Kamu davasının açılmasının ertelenmesi kararının şüpheliye tebliğ edilmesi ve kararın kesinleşmesi sağlanmalıdır.

Bu tebligat yapılmadan veya tebligat akıbeti beklenmeden denetimli serbestlik ve tedavi tedbirinin infazına başlanmış olup da, ilgili özne denetimli serbestlik uygulamasına ilgili kurumun bildirimi ile başlamış ise, bu durum yükümlünün daha sonra gerçekleştirmiş olduğu ihlallerde “ısrar” koşulunun gerçekleşmesine bir etkisi olmayacaktır.

Örneğin; Denetimli Serbestlik Müdürlüğü’nce şüpheliye gönderilen uyarılı ilk başvuru davetiyesinin tebliğ edilmesini müteakip şüphelinin kuruma müracaat etmesi üzerine hakkında uygulanan tedbir ve tedaviden haberdar olduğu ve daha sonra kamu davasının ertelenmesi kararı tebliğ edildikten sonra da hiçbir aşamada itiraz etmeyerek tedavi ve denetimli serbestlik tedbirinin infazına devam ettiği hallerde, yükümlülüklerine uymamakta ısrar ettiği tespit edilen şüpheli hakkında yargılamaya devam edilerek esas hakkında bir hüküm verilmesi gerekecektir.[4]

Sanık, tedavi ve denetimli serbestlik tedbirinin infazına başlaması için yapılan meşruhatlı davetiye tebliğine rağmen 10 gün içinde Denetimli Serbestlik Müdürlüğüne başvurması gerekir.
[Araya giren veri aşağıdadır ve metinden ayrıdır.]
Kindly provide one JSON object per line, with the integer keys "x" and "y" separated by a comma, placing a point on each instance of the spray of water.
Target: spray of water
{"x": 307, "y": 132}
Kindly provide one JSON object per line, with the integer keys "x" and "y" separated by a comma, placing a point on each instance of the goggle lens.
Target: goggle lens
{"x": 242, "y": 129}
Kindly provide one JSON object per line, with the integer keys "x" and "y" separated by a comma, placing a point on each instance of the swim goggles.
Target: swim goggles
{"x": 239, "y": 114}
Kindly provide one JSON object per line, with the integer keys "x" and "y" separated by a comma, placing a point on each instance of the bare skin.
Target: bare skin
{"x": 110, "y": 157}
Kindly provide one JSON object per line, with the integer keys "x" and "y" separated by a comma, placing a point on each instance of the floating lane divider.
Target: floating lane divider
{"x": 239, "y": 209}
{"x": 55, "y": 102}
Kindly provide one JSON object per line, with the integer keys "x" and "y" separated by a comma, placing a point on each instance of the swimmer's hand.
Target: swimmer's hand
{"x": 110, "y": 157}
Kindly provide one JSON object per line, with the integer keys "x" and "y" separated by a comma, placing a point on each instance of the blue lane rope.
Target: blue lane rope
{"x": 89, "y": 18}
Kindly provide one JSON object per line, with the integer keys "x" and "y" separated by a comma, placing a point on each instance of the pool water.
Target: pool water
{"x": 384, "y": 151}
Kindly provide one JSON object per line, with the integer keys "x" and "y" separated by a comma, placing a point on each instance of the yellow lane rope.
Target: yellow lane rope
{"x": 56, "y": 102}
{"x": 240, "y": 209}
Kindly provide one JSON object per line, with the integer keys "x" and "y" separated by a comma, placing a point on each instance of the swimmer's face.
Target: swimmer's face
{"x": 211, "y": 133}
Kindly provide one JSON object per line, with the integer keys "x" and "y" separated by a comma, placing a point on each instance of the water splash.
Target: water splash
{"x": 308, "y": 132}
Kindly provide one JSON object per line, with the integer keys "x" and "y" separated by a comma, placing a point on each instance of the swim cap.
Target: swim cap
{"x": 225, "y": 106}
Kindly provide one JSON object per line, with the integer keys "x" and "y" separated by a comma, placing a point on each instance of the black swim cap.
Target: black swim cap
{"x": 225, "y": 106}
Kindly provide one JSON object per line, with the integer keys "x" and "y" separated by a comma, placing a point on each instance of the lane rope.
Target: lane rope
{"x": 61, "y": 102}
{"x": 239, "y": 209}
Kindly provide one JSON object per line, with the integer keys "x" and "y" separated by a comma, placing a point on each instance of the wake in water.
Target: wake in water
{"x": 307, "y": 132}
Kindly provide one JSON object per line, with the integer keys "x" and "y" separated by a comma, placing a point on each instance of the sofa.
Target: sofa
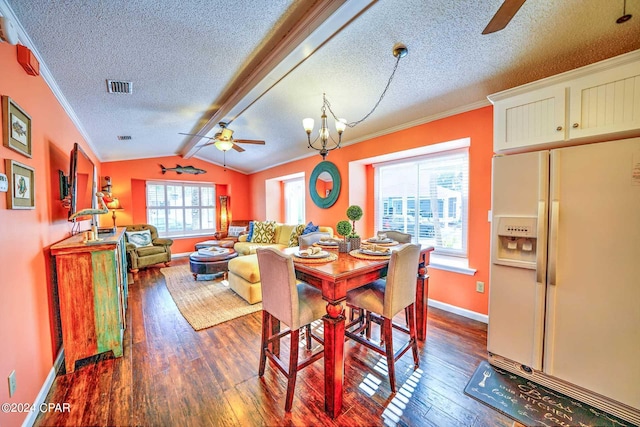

Bu başvuruyu yapmamış olması halinde kendisine uyarılı ikinci tebligat yapılmalıdır. Bu uyarılı ikinci tebligat sonrasında kuruma kesin olarak başvurulmalıdır. Bu başvuru yapılmaz ise iki ihlal ve ısrar şartı gerçekleşmiş olur. Bu başvuru aşaması kendi içinde değerlendirilmelidir. Yani, ısrar şartı her aşamada ayrı ayrı değerlendirilmelidir. Başvuru aşaması kendi içinde, denetimli serbestlik uygulamasının başladığı aşama kendi içinde değerlendirilmeli ve bu aşamalardaki ihlaller birbiri ile toplanmamalıdır.
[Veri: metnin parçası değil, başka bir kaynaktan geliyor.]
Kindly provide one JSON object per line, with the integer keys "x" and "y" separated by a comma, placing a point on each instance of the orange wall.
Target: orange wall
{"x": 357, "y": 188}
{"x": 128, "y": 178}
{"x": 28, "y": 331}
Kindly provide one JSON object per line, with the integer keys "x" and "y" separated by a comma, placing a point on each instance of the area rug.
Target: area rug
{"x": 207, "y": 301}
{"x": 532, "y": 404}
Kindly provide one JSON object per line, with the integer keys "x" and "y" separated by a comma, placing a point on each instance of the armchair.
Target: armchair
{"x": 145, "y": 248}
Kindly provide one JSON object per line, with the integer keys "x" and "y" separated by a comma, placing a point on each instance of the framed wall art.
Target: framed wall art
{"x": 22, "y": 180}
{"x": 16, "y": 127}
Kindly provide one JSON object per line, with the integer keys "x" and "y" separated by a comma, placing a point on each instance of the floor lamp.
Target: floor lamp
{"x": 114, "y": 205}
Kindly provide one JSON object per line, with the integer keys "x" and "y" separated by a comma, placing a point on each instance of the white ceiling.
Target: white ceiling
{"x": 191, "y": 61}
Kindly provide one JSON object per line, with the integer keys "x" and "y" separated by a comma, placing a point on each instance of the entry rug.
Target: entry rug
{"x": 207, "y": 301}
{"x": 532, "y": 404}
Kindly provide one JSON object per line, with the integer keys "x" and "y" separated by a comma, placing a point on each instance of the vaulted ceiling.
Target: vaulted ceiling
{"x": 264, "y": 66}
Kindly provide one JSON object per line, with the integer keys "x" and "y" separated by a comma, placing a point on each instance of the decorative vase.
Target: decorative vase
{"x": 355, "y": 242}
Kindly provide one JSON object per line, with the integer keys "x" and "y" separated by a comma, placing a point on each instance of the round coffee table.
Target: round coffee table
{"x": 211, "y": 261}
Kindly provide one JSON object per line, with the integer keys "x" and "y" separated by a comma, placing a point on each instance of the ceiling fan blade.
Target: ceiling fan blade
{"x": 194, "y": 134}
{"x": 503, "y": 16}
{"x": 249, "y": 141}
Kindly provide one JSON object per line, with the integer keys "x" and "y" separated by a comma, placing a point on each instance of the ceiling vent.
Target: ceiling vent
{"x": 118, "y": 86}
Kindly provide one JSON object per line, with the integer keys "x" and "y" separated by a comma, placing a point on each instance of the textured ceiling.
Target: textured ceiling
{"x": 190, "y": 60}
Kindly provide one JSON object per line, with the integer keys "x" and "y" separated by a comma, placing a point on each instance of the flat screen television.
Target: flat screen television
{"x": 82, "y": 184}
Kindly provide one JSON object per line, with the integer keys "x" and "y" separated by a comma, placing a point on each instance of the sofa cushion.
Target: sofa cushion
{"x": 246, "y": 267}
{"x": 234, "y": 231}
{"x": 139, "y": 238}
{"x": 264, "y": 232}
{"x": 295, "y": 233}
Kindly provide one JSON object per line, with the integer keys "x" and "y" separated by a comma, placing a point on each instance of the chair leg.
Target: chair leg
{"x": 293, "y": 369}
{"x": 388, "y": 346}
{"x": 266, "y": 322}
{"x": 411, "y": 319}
Yükümlülüklerin ihlalinde ısrar şartı

Örneğin; Şüphelinin kendisine yüklenen yükümlülüklere uygun davranmamakta "ısrar" ettiğinin kabul edilebilmesi için sanığa "önceki tebligat gereğince başvuruda bulunmadığı, bu tebligat üzerine öngörülen süre içinde de başvurmaması halinde kendisine yüklenen yükümlülüklere ve tedavinin gereklerine uymamakla ısrar etmiş sayılacağı" uyarısı ile yeniden tebligat yapılması, buna rağmen başvuruda bulunmadığı takdirde de sanık hakkında kamu davasının açılması gerekir.[5]
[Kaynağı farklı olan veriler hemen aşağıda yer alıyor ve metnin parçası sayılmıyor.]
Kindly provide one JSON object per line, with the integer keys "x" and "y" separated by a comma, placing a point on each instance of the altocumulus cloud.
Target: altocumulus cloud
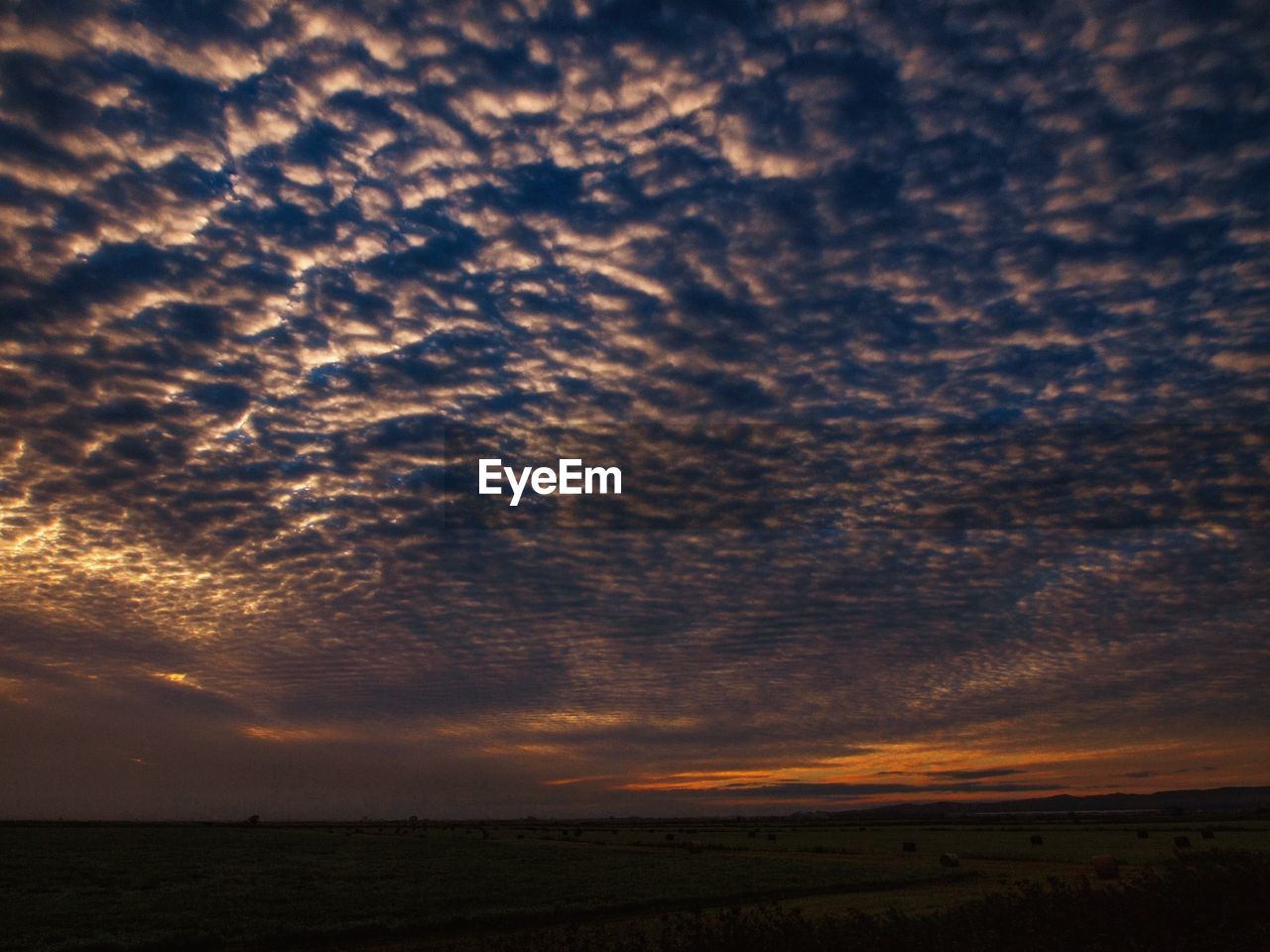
{"x": 996, "y": 273}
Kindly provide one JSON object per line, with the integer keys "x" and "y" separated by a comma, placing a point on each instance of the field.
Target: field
{"x": 395, "y": 885}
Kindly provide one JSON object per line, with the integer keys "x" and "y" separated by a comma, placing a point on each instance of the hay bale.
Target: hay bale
{"x": 1106, "y": 867}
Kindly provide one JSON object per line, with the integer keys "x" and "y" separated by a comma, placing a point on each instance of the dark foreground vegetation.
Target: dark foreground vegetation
{"x": 1214, "y": 900}
{"x": 715, "y": 885}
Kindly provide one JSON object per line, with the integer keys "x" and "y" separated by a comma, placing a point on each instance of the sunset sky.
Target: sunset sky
{"x": 934, "y": 336}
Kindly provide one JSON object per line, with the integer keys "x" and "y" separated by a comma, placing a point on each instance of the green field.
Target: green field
{"x": 77, "y": 887}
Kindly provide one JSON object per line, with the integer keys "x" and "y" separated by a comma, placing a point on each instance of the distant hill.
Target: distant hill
{"x": 1219, "y": 800}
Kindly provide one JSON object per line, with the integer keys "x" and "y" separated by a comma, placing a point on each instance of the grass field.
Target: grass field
{"x": 77, "y": 887}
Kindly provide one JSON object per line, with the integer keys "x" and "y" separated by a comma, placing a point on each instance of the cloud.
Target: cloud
{"x": 962, "y": 307}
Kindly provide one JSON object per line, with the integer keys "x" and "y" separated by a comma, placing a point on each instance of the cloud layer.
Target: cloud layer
{"x": 964, "y": 301}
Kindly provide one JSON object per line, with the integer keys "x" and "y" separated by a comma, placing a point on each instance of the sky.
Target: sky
{"x": 931, "y": 335}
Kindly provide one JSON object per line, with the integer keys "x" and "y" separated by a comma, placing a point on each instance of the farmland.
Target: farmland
{"x": 399, "y": 885}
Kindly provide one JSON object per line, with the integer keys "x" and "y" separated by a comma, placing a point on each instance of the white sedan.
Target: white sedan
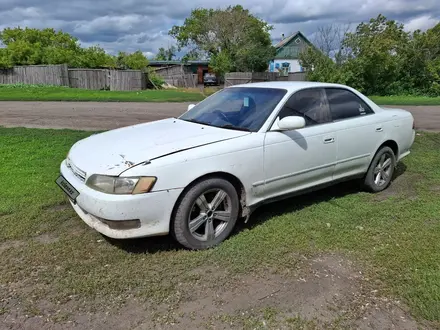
{"x": 195, "y": 175}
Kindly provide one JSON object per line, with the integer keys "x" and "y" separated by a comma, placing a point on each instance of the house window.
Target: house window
{"x": 285, "y": 68}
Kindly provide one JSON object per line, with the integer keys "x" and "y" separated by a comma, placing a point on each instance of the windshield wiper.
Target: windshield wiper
{"x": 229, "y": 126}
{"x": 195, "y": 121}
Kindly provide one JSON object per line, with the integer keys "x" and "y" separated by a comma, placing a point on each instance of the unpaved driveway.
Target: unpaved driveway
{"x": 108, "y": 115}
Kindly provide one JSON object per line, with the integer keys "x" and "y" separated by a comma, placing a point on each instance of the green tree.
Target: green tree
{"x": 166, "y": 54}
{"x": 134, "y": 61}
{"x": 380, "y": 58}
{"x": 94, "y": 57}
{"x": 33, "y": 46}
{"x": 232, "y": 38}
{"x": 377, "y": 55}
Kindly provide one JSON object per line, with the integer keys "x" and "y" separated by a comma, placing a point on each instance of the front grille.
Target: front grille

Uyarıdan sonra 1 yıl içinde yeniden yükümlülük ihlali halinde tekrar uyarı yapılmadan denetimli serbestlik dosyası ihlal nedeniyle kapatılır.

Denetimli Serbestlik Hizmetleri Yönetmeliği'nin “Denetim planı” başlıklı 35. maddesinin 7. Fıkrasına göre; Haklarında Tedavi ve denetimli serbestlik kararı verilenler için denetim planı hazırlanmaz. Bu yükümlülere yükümlülükleri ile uyması gereken kuralları ve dikkat etmesi gereken hususları içeren bilgilendirme formu tebliğ edilir. Bu form denetim planı yerine geçer.

Yönetmeliğin 42. Maddesine göre, yükümlülerin uyması gereken kuralların yazılı olarak imzası karşılığında tebliğ edilmesi gerekir.

Bu aşamada öncelikle hakkında tedavi tedbirinin uygulanacağının ve sevk edildiği hastanenin tedavi programına uyması gerektiği yükümlüye bildirilmelidir.

Burada ayrıca yükümlünün yükümlülüklerini ihlal etmesi halinde hakkında kamu davası açılacağının da ihtar edilmelidir.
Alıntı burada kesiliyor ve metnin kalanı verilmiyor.